Reseachers from the New York Institute of Technology have finally reconstructed the fossilized neck of a Samotherium major—a genus of giraffe that is more or less its indirect predecessor—and in tandem have put together some key clues regarding how giraffes became the long-necked creatures as we now know them.
The NYIT research team concluded from its findings, which were published in a piece in the journal Royal Society Open Science, that the Samotherium was more or less a medial genus between the giraffe and the okapi, a member of the giraffid family who has a much shorter neck and lines that resemble the same patterning as a zebra.
To do this, the scientists reconstructed what a Samotherium neck would have looked like from an array of fossils discovered on the Grecian island of Samos, which were then compared with the vertebrae of a modern-day okapi and giraffe, respectively.
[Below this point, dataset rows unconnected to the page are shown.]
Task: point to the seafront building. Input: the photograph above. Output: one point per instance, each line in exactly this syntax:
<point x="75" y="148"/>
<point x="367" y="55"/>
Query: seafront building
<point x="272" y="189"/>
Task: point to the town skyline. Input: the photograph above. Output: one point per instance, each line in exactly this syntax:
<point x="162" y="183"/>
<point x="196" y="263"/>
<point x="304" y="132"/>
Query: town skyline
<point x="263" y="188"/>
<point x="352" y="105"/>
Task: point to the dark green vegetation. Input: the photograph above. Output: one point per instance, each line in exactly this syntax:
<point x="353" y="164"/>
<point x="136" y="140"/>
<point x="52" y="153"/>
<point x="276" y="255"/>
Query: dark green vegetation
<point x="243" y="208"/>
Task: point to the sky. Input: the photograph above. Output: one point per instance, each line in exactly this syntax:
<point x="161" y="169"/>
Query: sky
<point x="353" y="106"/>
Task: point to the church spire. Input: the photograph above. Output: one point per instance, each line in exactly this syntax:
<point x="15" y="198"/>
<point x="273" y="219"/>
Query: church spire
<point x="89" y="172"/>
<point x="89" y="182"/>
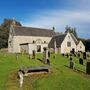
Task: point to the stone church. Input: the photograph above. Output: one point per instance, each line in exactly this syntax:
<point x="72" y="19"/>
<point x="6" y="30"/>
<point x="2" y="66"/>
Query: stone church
<point x="27" y="39"/>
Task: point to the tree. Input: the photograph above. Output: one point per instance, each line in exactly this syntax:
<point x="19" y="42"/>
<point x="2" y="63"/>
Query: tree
<point x="4" y="31"/>
<point x="71" y="30"/>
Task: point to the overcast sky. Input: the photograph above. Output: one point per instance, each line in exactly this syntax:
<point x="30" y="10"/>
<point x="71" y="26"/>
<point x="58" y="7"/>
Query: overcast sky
<point x="49" y="13"/>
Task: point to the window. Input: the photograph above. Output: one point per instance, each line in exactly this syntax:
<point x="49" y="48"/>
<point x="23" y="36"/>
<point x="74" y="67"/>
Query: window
<point x="38" y="48"/>
<point x="44" y="41"/>
<point x="69" y="37"/>
<point x="34" y="42"/>
<point x="68" y="44"/>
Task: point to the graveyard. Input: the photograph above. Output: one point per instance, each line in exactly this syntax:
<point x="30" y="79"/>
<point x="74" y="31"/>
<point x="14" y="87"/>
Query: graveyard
<point x="61" y="76"/>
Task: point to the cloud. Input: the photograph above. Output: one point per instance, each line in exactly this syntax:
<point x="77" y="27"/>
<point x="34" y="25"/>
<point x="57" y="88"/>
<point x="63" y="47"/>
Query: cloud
<point x="61" y="18"/>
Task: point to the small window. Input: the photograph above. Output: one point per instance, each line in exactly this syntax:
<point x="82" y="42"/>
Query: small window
<point x="69" y="37"/>
<point x="38" y="48"/>
<point x="68" y="44"/>
<point x="44" y="41"/>
<point x="34" y="42"/>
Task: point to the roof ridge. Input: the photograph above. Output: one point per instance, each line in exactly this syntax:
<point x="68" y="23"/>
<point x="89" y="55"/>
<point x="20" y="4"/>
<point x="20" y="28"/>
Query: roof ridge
<point x="34" y="28"/>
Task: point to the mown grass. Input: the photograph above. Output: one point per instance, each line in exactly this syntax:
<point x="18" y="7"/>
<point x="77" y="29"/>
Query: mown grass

They found that the neck of the S. major was a scant meter, compared with that of the giraffe's, which was around 2 meters, about 6.5 feet. When compared with the okapi, however, the neck proved to be longer than the okapi's reconstructed vertebrae, which lent the team's hypothesis some serious cred. They also noted several examples of vertebral changes, including the elongation of the back end of each of the neck bones as well as changes scientists had previously noted on the front of each bone.
In addition to their length-related theory, the NYIT researchers also noted that the sixth vertebrae for both the okapi and the Samotherium had a ridge that ran across the bone, which seemed to signify a common ancestor, though no such indentation was present on the skeleton of the giraffe.